Character vector of outcome column names (binary 0/1 or logical).

labels

Optional named list (var -> label).

Value

sdf unchanged (for piping).


Render the tracking log as a gt table

Description

Render the tracking log as a gt table

Usage

track_render(show_elapsed = FALSE)

Arguments

show_elapsed

Logical. Show the elapsed_s column if present? Default: FALSE.

Value

A gt object.


Reset the tracking log

Description

Reset the tracking log

Usage

track_reset()

Value

Invisible NULL.


Split the cohort into branches by a column (CONSORT flowchart)

Description

Adds one branching level to the flow tree. The cohort is divided by the distinct values of by. Chain multiple track_split() calls to create nested branches (e.g. exposure then mediator). Passes the data through unchanged, so it fits in a ⁠%>%⁠ pipeline.

Usage

track_split(sdf, by, label = NULL, value_labels = NULL, max_levels = 3L)

Arguments

sdf

A Spark DataFrame or local data frame.

by

Character. Column name to split by. Its distinct values become the branches. NA values are grouped as "(NA)".

label

Optional character. A human-readable name for this split level (e.g. "Exposure: drought"). Defaults to by.

value_labels

Optional named character vector mapping raw values to readable labels, e.g. c("0" = "Sem seca", "1" = "Com seca").

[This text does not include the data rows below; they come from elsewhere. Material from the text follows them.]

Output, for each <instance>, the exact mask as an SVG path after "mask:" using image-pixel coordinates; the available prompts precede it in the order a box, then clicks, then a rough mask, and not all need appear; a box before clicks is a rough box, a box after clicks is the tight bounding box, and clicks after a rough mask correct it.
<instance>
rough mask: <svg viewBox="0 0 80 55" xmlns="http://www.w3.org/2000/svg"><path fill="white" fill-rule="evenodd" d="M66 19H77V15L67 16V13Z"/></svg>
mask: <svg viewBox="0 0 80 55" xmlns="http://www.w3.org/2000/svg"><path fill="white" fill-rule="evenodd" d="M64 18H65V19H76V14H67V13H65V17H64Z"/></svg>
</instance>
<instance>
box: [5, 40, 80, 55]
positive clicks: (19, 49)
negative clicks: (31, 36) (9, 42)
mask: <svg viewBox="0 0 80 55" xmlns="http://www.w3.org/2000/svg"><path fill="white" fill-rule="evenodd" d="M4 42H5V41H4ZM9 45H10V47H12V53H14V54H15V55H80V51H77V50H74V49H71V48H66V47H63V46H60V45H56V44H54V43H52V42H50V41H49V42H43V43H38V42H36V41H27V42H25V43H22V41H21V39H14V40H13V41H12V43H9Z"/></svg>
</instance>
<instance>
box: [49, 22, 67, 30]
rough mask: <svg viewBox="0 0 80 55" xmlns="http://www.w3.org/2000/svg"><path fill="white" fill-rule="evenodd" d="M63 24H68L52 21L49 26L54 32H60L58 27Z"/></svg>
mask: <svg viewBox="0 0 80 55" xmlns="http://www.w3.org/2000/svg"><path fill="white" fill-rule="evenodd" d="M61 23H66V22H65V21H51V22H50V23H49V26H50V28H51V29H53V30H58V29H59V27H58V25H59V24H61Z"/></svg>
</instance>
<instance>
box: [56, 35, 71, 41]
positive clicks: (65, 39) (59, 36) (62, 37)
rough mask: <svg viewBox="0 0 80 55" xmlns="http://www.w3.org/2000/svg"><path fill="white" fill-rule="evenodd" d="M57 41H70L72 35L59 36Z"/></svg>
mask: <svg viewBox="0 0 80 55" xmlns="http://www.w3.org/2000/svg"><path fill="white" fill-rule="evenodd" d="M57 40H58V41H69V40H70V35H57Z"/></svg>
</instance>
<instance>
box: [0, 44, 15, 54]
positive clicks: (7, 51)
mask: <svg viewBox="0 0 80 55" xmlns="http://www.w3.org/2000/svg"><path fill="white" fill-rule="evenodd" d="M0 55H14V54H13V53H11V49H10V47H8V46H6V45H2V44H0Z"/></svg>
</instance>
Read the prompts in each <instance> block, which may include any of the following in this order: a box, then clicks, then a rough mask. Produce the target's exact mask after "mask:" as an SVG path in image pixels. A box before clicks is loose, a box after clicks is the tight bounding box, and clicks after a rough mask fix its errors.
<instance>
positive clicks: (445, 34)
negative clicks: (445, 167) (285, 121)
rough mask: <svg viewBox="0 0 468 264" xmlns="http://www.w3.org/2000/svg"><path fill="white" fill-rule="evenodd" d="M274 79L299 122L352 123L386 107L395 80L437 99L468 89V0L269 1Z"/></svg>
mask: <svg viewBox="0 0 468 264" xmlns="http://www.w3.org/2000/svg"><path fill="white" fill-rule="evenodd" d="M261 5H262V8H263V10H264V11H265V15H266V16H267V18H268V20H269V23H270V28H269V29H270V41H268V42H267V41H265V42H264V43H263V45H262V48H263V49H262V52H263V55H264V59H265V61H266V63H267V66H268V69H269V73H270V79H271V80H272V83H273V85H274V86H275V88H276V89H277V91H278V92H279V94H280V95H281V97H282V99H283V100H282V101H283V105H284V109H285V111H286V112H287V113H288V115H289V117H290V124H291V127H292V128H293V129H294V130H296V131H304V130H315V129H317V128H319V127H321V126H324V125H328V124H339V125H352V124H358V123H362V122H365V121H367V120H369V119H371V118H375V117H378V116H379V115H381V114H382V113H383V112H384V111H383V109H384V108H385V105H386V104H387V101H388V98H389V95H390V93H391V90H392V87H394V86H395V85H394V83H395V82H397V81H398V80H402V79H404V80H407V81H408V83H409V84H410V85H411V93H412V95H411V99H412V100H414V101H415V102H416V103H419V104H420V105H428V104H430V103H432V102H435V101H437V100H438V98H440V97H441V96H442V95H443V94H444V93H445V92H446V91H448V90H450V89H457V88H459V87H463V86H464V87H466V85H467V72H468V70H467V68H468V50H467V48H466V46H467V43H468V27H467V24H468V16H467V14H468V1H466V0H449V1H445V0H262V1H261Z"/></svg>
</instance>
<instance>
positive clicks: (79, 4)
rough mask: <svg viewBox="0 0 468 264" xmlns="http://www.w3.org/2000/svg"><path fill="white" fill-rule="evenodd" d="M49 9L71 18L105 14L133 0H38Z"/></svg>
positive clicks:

If not given, the function tries factor levels / labelled attributes on the column; failing that, uses the raw value.

max_levels

Integer. Safety cap on nesting depth. Default 3.

Value

sdf unchanged (for piping).

Examples

cb_init(id_col = "id_indiv")
df <- data.frame(
  id_indiv     = sprintf("ID%03d", 1:100),
  exposto_seca = sample(c(0L, 1L), 100, replace = TRUE),
  migrou       = sample(c(0L, 1L), 100, replace = TRUE),
  obito_dcv    = sample(c(0L, 1L), 100, replace = TRUE)
)
df <- track_split(df, by = "exposto_seca", label = "Exposure: drought",
                  value_labels = c("0" = "No drought", "1" = "Drought"))
df <- track_split(df, by = "migrou", label = "Mediator: migration",
                  value_labels = c("0" = "Did not migrate", "1" = "Migrated"))
track_outcomes(df, vars = "obito_dcv", labels = list(obito_dcv = "CVD death"))
flow_table()

Record a tracking step

Description

Counts unique individuals in the current data and logs the step. Works with both tbl_spark and local data frames.

Usage

track_step(sdf, step_label, description = "", assume_unique = FALSE)

Arguments

sdf

A Spark DataFrame or local data frame.

step_label

Short label for the step.

description

Longer description.

assume_unique

Logical. If TRUE, skips the distinct() call when counting (use only when you are certain the ID column has no duplicates at this stage - e.g. after a deduplication step). Default: FALSE.

Value

Invisible integer: number of unique IDs.